By Brian Wacker, PGATOUR.COM
In Davis Love III’s mind, there were really just two openings among his four captain’s picks left to be decided. All along, he had Steve Stricker and Jim Furyk on the U.S. Ryder Cup team, which meant everyone else was playing essentially for two spots.
In the end, Love went with Dustin Johnson and Brandt Snedeker, along with Stricker and Furyk, to fill out his 12-man roster.
The decision was far from easy. “It’s tough to leave anybody off,” Love said Tuesday. “This is probably the deepest, strongest year of earning points that I have seen.”
And some strong performances when the pressure was at its highest is what set his picks apart.
“Some guys were feeling pressure to make the team,” Love said. “Since the British Open, a couple of guys stepped up and handled that pressure really well.”
Here’s a closer look at each of Love’s four captain’s picks, including one player who didn’t make it.

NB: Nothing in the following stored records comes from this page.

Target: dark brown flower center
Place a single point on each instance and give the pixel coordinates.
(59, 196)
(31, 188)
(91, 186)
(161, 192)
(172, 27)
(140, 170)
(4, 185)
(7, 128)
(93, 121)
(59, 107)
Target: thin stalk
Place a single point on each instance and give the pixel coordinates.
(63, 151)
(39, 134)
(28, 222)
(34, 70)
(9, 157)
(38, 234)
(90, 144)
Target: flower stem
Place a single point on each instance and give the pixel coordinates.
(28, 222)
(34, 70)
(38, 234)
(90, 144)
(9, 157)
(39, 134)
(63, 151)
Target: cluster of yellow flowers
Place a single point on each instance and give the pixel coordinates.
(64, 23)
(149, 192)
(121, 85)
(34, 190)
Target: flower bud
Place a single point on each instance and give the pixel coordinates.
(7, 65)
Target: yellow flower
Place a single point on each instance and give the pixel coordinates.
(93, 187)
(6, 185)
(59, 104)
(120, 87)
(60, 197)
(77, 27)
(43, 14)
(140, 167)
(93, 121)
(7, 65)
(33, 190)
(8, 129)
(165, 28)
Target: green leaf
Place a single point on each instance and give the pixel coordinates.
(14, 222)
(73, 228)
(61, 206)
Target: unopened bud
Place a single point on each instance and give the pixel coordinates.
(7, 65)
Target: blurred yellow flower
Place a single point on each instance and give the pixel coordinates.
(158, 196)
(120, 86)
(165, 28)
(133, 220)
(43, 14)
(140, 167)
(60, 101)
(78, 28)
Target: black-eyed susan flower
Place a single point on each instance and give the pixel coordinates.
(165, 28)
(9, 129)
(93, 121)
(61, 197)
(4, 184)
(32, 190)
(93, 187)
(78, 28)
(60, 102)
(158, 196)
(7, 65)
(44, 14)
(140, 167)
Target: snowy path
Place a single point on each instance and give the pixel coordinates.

Dustin Johnson: All along Love has emphasized wanting guys who were playing well late in the year and Johnson has done just that with third- and fourth-place finishes the last two weeks. His length is also a huge asset at Medinah, which will play over 7,600 yards. "Medinah is a big ballpark and I love Dustin Johnson on that course," Love said. And remember, if Johnson didn’t miss three months due to injury, he would have likely finished in the top 8 in the standings and qualified on his own anyway. Johnson is a combined 2-6-1 in one Ryder Cup and one Presidents Cup, but Love is more concerned about having the right players (and pairings) on the right course and he has that in Johnson, who he called the “best athlete” on the team.
Brandt Snedeker: Like Johnson, Snedeker played his best when the pressure was on. Beginning with the British Open, where Snedeker finished third, he had three finishes in the top 6 the last seven starts, including two in the last two weeks when he knew Love was watching. Snedeker is also the best putter on the U.S. team, leading the PGA TOUR in strokes gained-putting. The Tennessean is one of four rookies on the team, but Love’s other two captain’s picks will surround him with plenty of experience.
Jim Furyk: Experience -- and not a career 8-15-4 mark in the Ryder Cup -- is what got Furyk, who will be playing in his ninth Ryder Cup, on the team. He’s a leader in the locker room and highly respected among his peers. You knew his chances were also pretty good when Love was consulting he and Steve Stricker on potential captain’s picks as part of his process. Love said both were “easy” picks, and it’s not as if Furyk has had a bad year. He lost in a playoff in Tampa and nearly won the U.S. Open and World Golf Championships-Bridgestone Invitational.
Steve Stricker: This was the least surprising selection with Stricker’s place seemingly all but assured when Love noted during the PGA Championship the Wisconsin native’s success in being paired with Tiger Woods. Tuesday, Love confirmed it. Stricker has played well this year, too, winning the season-opening Hyundai Tournament of Champions before adding a half-dozen more top 10s the rest of the year -- three of which have come since July. Only Snedeker is arguably a better putter than Stricker, who like Furyk brings veteran leadership to a team that could use some.
Odd man out?: Last month, Love was surprised that Hunter Mahan would win twice in a year and not be among the top 8 in the Ryder Cup standings. But a so-so summer and a poor last month hurt Mahan, who finished ninth in the standings. It also turned out he was competing against Johnson and Snedeker, among others, and not Furyk and Stricker. Johnson and Snedeker simply played better with Mahan missing the cut at the PGA Championship and The Barclays and failing to finish better than 39th in his last five starts.